2010/01/08 Win in Washington encourages Wisconsin voting-rights activists

Wisconsin voting-rights advocates were encouraged by a Federal Appeals court ruling on Tuesday that struck down a law in Washington state banning incarcerated felons from voting. The court found that the law violated the 1965 voting-rights act against racially discriminatory restrictions on voting because the state's criminal-justice system is "infected" with racial discrimination.

Attorneys arguing against the restrictions on voting rights built their case on the work of University of Washington sociologists who found that blacks are 70 percent more likely — and Latinos and Native Americans 50 percent more likely — than whites to be searched in traffic stops. The research also showed that blacks are nine times more likely to be

incarcerated than whites, despite the fact that the ratio of arrests for violent crime among blacks and whites is less than four-to-one. As a result, 25 percent of black men in Washington are disenfranchised from voting.

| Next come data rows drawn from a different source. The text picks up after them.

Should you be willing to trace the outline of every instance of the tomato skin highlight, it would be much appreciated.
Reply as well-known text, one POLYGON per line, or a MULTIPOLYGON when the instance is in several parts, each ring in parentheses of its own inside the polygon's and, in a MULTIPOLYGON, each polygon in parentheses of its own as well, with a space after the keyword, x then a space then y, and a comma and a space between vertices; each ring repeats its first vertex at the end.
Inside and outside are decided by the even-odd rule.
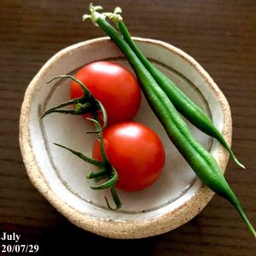
MULTIPOLYGON (((79 79, 106 108, 108 125, 131 120, 141 103, 141 90, 136 78, 123 67, 110 61, 96 61, 82 67, 79 79)), ((70 85, 70 98, 81 97, 77 83, 70 85)), ((88 115, 84 115, 88 117, 88 115)))
MULTIPOLYGON (((166 153, 164 146, 148 127, 123 122, 103 131, 106 153, 119 174, 116 187, 125 191, 137 191, 150 186, 161 174, 166 153)), ((96 141, 92 157, 101 160, 99 141, 96 141)))

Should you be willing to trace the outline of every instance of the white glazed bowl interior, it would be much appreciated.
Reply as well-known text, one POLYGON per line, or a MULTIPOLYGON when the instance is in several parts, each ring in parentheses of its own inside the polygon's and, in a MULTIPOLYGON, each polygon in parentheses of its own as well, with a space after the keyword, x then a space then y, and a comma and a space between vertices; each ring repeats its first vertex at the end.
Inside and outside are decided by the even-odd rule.
MULTIPOLYGON (((154 65, 169 76, 211 117, 230 143, 229 105, 209 75, 180 49, 154 40, 136 38, 154 65)), ((69 99, 68 79, 46 84, 53 77, 74 74, 84 65, 110 61, 127 67, 127 61, 107 38, 70 46, 53 56, 31 82, 20 117, 20 147, 29 177, 35 187, 71 222, 89 231, 113 238, 138 238, 171 230, 195 216, 207 205, 212 192, 202 186, 195 172, 171 143, 166 131, 143 98, 135 121, 145 124, 160 137, 166 153, 161 177, 139 192, 119 191, 123 207, 108 209, 108 190, 92 190, 86 174, 93 168, 53 143, 91 155, 96 135, 83 117, 53 113, 39 121, 43 111, 69 99)), ((85 84, 86 85, 86 84, 85 84)), ((215 140, 188 122, 196 139, 224 170, 228 156, 215 140)))

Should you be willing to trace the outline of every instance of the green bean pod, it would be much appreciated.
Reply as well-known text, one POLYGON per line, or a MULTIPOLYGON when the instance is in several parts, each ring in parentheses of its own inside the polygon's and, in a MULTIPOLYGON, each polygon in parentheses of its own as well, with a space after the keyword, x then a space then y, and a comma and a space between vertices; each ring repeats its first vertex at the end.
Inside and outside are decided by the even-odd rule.
POLYGON ((172 81, 171 81, 145 57, 145 55, 132 40, 127 27, 122 20, 118 22, 118 26, 124 37, 124 39, 128 43, 142 63, 145 66, 158 84, 165 91, 166 96, 175 106, 176 109, 198 129, 218 140, 218 142, 230 154, 230 156, 234 161, 240 167, 245 168, 244 166, 237 160, 221 133, 214 126, 212 120, 205 114, 201 108, 199 108, 194 102, 192 102, 178 87, 176 86, 172 81))
POLYGON ((226 182, 215 159, 196 142, 166 94, 159 86, 129 44, 106 20, 105 15, 96 12, 99 9, 99 8, 90 4, 90 15, 84 15, 83 20, 91 19, 115 42, 133 67, 148 104, 161 122, 173 144, 190 165, 198 177, 212 191, 233 204, 248 229, 256 237, 253 225, 246 217, 239 201, 226 182))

More than 40,000 Wisconsin citizens are currently prohibited from voting by our current law, which denies ex-felons on probation or parole the right to vote. Voting-rights advocates in Wisconsin were encouraged by the decision. "This is a step forward in our work to enfranchise Americans all across the country," said Renee Crawford, Associate Director of the American Civil Liberties Union of Wisconsin, which is working for passage of the Wisconsin Democracy Restoration Act (AB 353/SB 240), a bill that would restore voting rights to people with felony convictions upon release from incarceration. Seeing a similarity between the two states, Crawford noted, "Washington has 29% of their offenders African American with 3% of their population African American.  Offenders in Wisconsin are about 39% African American with a 5% population statewide."